Darshana Patel’s concern for her baby led her to obtain the restraining order after he hit her once and blackened her eye and cut her lip. According to the AP report, she was "afraid (for) my safety and my unborn child’s safety."

Darshana says she believes Manishkumar had given her mifepristone, or the RU 486 abortion drug, which has been responsible for the deaths of thirteen women worldwide (and six in the United States) and injuring more than 1,100 women in the U.S. alone.

Manishkumar, after two different interrogations by police, eventually admitted giving Darshana the abortion drug.

For his attorney, Patel has a lawyer who handled the state’s first case of an attack on a pregnant woman that caused the injury or death of an unborn child.

On the other side, former Attorney Gen.
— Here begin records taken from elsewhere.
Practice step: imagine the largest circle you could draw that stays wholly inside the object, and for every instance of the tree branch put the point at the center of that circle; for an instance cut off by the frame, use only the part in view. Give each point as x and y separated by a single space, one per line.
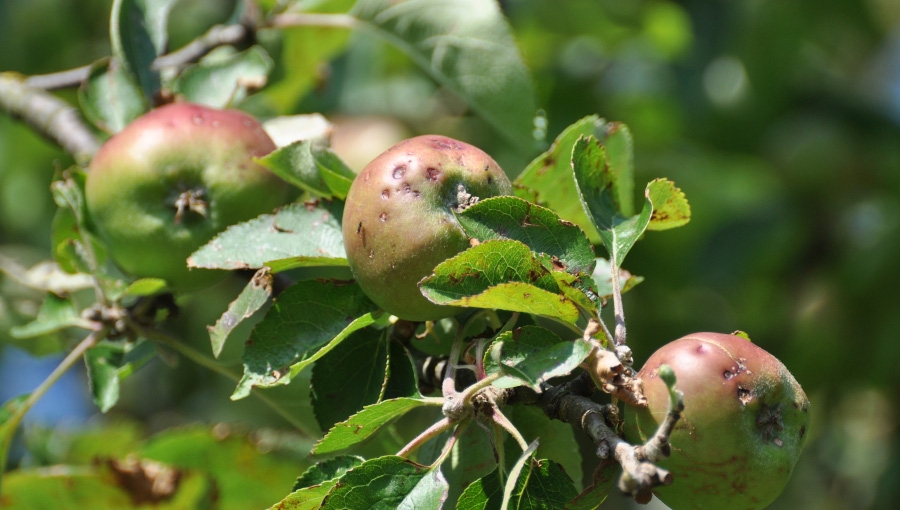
49 115
219 35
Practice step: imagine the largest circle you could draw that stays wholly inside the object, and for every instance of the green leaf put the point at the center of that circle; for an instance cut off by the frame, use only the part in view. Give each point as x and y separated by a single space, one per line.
110 363
467 47
363 424
316 482
540 484
535 354
304 52
307 498
327 470
74 248
598 188
145 287
512 480
250 471
388 483
250 300
306 321
221 83
402 380
138 34
548 179
603 279
335 395
110 98
670 207
620 159
557 439
499 274
299 235
605 478
310 167
471 457
56 313
539 228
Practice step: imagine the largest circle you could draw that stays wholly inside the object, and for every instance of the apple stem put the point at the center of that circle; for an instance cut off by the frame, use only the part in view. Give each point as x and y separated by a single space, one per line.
617 303
431 432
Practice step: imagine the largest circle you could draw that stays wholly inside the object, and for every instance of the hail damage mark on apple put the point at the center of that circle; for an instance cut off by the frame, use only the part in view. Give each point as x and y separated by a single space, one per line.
417 185
743 427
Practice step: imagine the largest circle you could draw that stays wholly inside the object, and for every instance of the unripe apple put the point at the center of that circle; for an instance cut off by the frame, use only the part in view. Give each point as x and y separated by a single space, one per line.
744 423
399 218
171 180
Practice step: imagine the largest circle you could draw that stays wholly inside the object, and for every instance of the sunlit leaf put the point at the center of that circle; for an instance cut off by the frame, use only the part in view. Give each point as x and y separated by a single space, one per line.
670 207
363 424
388 483
536 354
327 470
250 300
298 235
138 35
539 228
108 364
499 274
313 168
603 278
548 179
305 322
335 396
597 184
539 484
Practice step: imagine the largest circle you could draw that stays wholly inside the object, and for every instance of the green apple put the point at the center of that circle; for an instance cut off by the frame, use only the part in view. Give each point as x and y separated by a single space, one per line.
173 179
399 220
744 424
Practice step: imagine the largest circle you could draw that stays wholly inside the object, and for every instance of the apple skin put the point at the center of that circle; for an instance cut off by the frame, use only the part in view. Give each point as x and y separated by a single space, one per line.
399 218
136 177
743 428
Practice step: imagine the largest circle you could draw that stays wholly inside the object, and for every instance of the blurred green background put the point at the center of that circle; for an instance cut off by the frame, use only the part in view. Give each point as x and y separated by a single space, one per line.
780 120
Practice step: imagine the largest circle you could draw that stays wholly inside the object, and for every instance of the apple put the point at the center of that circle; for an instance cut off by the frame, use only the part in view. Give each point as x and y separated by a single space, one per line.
399 220
743 428
171 180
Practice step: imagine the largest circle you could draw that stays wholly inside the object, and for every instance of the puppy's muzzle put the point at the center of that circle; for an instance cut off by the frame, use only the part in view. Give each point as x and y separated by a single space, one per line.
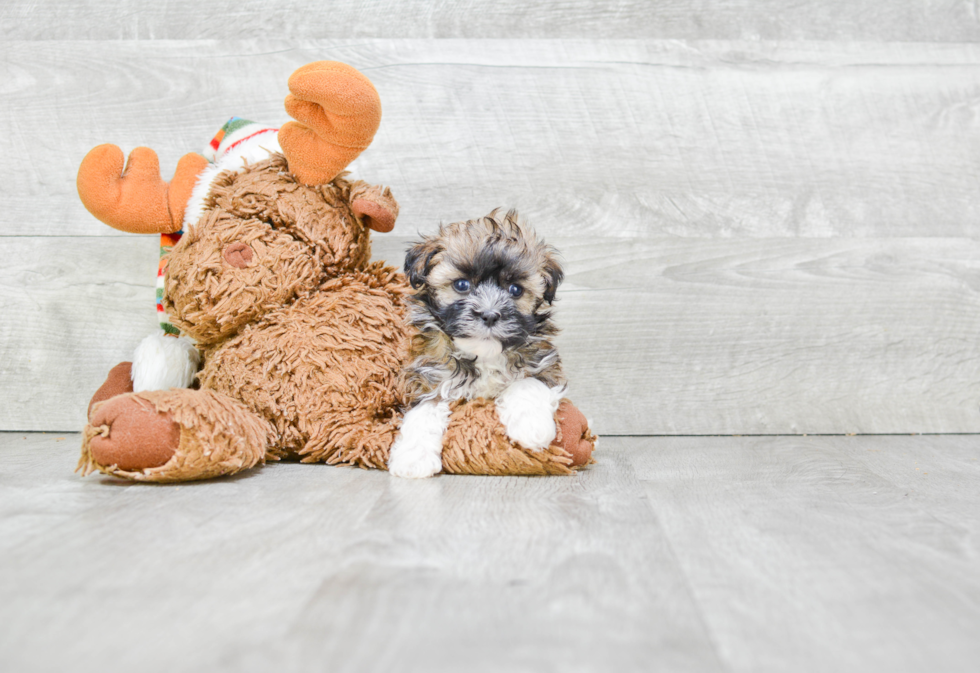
489 318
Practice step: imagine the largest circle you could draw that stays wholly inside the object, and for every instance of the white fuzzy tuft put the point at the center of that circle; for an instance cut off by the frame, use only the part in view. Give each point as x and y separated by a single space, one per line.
417 451
527 410
161 362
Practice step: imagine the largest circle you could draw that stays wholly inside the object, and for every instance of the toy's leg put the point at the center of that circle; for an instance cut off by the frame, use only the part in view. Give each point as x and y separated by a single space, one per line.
362 441
172 435
476 442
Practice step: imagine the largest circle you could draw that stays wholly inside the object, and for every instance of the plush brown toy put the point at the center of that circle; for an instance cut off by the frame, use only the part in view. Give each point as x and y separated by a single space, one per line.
303 338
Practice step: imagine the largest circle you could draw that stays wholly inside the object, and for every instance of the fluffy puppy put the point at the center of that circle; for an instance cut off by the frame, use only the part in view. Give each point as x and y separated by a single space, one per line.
482 306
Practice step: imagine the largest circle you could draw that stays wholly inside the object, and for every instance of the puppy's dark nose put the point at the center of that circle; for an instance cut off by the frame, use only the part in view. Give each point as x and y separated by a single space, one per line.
489 317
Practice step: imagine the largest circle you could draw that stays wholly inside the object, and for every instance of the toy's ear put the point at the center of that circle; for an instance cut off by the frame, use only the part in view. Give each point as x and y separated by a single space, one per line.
419 261
553 275
375 207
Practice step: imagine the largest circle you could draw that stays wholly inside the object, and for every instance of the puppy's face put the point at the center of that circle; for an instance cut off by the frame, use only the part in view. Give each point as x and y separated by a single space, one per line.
489 279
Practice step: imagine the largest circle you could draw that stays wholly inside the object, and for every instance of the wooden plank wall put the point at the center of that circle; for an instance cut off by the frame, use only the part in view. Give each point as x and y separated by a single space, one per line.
768 213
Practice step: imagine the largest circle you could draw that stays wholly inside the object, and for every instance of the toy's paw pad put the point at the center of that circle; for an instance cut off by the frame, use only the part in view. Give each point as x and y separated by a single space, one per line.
134 434
415 465
575 434
527 411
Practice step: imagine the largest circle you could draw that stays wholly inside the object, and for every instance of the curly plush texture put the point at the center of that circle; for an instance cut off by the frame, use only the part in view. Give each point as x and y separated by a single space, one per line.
475 443
218 437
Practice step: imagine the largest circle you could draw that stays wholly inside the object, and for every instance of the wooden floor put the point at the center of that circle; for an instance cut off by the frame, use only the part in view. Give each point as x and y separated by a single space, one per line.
674 554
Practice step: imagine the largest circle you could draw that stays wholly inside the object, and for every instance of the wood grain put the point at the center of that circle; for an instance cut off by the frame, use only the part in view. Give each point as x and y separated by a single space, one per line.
837 20
825 550
667 336
590 137
294 566
682 554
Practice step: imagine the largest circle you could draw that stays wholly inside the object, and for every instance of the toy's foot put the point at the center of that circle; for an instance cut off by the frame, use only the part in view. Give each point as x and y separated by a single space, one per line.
134 435
576 438
173 435
119 381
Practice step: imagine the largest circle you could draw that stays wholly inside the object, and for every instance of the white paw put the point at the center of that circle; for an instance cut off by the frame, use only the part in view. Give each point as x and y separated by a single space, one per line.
417 451
527 410
161 362
414 465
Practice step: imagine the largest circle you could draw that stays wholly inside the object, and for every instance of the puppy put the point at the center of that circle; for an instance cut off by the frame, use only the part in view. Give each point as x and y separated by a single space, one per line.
482 305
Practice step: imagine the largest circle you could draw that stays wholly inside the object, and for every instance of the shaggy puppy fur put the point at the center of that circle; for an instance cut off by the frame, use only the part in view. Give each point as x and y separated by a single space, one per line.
482 306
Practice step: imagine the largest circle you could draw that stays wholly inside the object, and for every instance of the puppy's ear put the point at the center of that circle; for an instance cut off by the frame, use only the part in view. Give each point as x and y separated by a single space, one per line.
418 261
553 275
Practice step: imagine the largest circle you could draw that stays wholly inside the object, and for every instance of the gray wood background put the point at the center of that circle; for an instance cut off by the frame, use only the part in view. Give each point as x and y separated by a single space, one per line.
768 210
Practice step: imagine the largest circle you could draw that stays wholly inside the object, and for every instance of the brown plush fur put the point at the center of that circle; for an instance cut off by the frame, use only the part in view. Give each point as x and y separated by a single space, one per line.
218 436
304 340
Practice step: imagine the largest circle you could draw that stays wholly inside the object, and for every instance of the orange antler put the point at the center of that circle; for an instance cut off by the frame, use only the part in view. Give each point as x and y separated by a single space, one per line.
136 199
337 112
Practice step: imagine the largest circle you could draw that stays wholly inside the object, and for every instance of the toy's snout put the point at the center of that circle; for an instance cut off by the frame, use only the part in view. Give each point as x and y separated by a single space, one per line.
238 254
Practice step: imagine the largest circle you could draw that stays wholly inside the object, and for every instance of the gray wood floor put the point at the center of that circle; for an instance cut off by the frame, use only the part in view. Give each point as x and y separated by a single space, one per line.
674 554
760 237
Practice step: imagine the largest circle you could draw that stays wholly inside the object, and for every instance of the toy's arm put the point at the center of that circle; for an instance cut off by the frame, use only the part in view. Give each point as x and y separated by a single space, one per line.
374 206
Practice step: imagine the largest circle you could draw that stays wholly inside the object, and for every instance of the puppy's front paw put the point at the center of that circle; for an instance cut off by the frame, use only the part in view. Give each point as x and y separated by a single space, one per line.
416 465
527 410
417 451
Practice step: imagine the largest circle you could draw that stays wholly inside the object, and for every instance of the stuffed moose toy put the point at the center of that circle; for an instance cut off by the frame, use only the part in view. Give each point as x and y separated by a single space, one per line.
294 341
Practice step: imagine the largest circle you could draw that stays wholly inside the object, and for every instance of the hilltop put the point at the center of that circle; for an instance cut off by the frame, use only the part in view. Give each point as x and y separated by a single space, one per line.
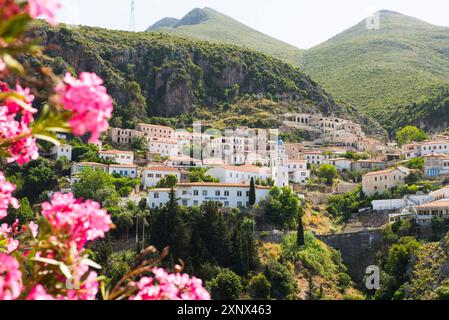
381 71
211 25
157 75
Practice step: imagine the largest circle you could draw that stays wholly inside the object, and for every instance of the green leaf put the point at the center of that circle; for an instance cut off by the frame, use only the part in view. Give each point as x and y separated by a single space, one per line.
14 27
91 263
47 138
46 260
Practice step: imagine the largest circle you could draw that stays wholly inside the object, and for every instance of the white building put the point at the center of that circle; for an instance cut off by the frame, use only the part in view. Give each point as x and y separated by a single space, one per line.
117 156
124 170
297 171
381 181
195 194
164 147
317 158
63 150
152 175
341 163
239 174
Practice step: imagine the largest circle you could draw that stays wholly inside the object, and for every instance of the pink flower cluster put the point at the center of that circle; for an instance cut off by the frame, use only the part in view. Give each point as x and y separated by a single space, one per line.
44 9
22 146
165 286
80 221
9 9
10 278
7 233
6 198
89 103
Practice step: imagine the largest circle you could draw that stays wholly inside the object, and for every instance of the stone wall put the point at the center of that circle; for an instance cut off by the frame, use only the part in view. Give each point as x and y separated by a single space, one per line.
358 249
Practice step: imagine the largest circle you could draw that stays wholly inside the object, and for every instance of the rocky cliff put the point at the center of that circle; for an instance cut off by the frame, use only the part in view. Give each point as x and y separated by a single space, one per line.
152 75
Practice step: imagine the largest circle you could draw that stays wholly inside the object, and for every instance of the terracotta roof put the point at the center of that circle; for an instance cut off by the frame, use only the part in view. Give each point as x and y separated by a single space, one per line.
437 155
246 168
160 190
375 173
92 164
218 184
122 166
171 169
435 204
115 152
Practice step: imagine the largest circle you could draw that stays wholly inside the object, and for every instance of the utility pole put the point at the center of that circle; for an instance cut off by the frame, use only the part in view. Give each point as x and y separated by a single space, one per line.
132 20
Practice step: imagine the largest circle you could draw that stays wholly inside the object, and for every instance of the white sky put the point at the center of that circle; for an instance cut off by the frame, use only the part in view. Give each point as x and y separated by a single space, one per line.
303 23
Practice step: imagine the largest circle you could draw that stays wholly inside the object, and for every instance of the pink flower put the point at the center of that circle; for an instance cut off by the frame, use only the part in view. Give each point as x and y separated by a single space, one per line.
89 103
6 198
10 278
22 146
34 228
9 9
79 221
44 9
39 293
166 286
84 289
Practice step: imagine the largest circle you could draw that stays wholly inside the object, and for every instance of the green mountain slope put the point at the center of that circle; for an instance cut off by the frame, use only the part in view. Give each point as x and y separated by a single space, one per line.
211 25
156 75
382 70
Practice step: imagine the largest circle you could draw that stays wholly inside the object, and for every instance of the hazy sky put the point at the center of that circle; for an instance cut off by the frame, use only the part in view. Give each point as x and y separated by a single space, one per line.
303 23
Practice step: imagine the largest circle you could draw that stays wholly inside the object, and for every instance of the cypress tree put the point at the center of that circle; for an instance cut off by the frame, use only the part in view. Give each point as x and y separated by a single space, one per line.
252 192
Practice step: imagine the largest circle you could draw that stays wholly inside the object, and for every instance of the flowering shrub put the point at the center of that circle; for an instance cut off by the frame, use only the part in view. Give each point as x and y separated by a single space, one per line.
47 259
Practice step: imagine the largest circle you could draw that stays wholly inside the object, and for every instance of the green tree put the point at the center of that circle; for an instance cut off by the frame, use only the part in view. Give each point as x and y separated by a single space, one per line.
259 287
409 134
96 185
252 192
225 286
282 207
328 173
170 181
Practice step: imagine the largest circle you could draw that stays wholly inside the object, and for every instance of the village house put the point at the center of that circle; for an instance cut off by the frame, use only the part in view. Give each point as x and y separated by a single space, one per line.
297 171
164 147
195 194
315 157
124 136
293 150
341 163
436 165
156 131
125 170
63 150
117 156
368 165
381 181
152 175
427 211
239 174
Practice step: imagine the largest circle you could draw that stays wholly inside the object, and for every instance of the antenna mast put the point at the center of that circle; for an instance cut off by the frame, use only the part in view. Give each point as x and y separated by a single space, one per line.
132 21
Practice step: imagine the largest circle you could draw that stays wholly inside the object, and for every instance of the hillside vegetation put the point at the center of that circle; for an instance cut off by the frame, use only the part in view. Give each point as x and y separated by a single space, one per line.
382 71
155 75
211 25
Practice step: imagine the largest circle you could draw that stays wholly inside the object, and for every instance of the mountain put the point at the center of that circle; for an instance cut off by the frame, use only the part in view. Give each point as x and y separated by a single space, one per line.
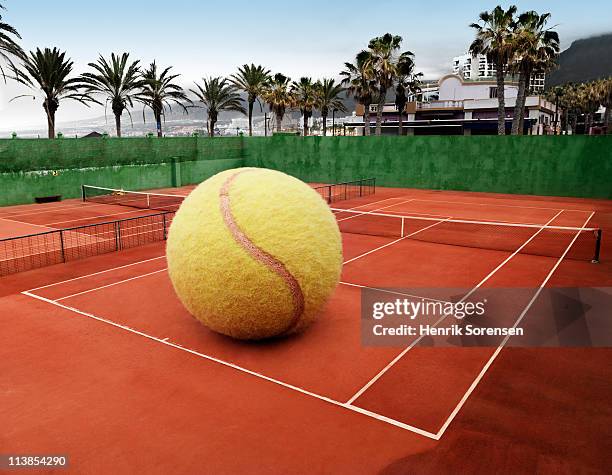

Peg Lautenschlager said she is representing Darshana and has indicated she is considering filing a civil lawsuit against Patel in addition to the criminal charges he already faces.

He could face 99 1/2 years in prison on the charges.

Pro-life groups are saddened by the case but encouraged that an unborn victims law they pressed for is being used to hold Patel accountable for possibly trying to kill the woman’s two unborn children.

"Without Wisconsin’s Fetal Homicide Law, there would be no basis on which to charge Patel in the death of the child," Susan Armacost, the legislative director of Wisconsin Right to Life, told LifeNews.com.

"As horrible as this situation is for the child’s mother, she can at least be comforted by the fact that her child is recognized as a victim under the Fetal Homicide Law and that the death of her child is a crime in Wisconsin," Armacost added.

Wisconsin’s Fetal Homicide Law was enacted in 1998.

The law recognizes unborn children as separate victims when they are killed or injured as the result of violence directed toward the unborn child’s mother or the unborn child by a third party. The law applies regardless of the gestational age of the unborn child.

According to the National Right to Life Committee, 35 states recognize the unlawful killing of an unborn child as homicide in at least some circumstances.

Some 25 of those laws protect pregnant women and their unborn children throughout pregnancy and another 10 offer justice only after viability.